Reputation: 679
I need to multiply every single element of a column by every single element from a different column of the same dataframe. My original data sets looks something like this:
origin sum sum2
a. 2 1
b. 4 2
c. 6 3
The result I'm expecting is something similar to:
origin dest result (sum * sum2)
a. a. 2
a. b. 4
a. c. 6
b. a. 4
b. b. 8
b. c. 12
c. a. 6
c. b. 12
c. c. 18
The script that I'm writing is the following, but I can't get the results in need:
x = 0
numerator = []
for index1, row1 in df.iterrows():
constant = row1
numerator.append([])
for index2, row2 in df.iterrows():
result = row2*constant
numerator[x].append(result)
x = x + 1
Upvotes: 3
Views: 1232
Reputation: 863741
You can use:
numpy.outer
for multiple numpy.ravel
for flattening
MultiIndex.from_product
for new index from column origin
DataFrame
constructor
reset_index
for columns from MultiIndex
:
mux = pd.MultiIndex.from_product([df.origin, df.origin], names=['origin','dest'])
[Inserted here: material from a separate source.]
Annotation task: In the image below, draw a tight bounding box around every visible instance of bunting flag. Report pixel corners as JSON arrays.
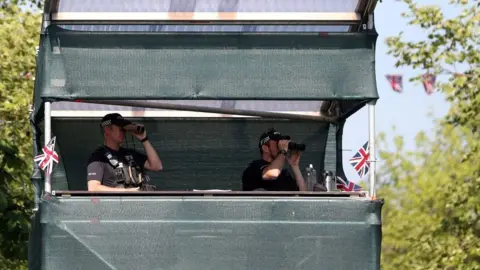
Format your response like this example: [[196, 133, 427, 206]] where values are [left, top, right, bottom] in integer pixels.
[[336, 176, 363, 191], [385, 72, 440, 95], [422, 73, 437, 95], [350, 141, 370, 178], [385, 74, 403, 93], [33, 137, 59, 175]]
data = np.outer(df['sum'], df['sum2']).ravel()
df = pd.DataFrame(data, index=mux, columns=['result']).reset_index()
print (df)
origin dest result
0 a. a. 2
1 a. b. 4
2 a. c. 6
3 b. a. 4
4 b. b. 8
5 b. c. 12
6 c. a. 6
7 c. b. 12
8 c. c. 18
Upvotes: 3
Reputation: 453
import pandas as pd
import itertools
# Make data example
df = pd.DataFrame()
df['origin']=['a.','b.','c.']
df['sum'] = [2,4,6]
df['sum2'] = [1,2,3]
# Record sum and sum2 for a. b. c.
df_dict = df.set_index('origin').to_dict()
df_final = pd.DataFrame()
for x,y in itertools.product(df['origin'],df['origin']):
df_final = pd.concat([df_final,pd.DataFrame([x,y,df_dict['sum'][x]*df_dict['sum2'][y]]).T],axis=0)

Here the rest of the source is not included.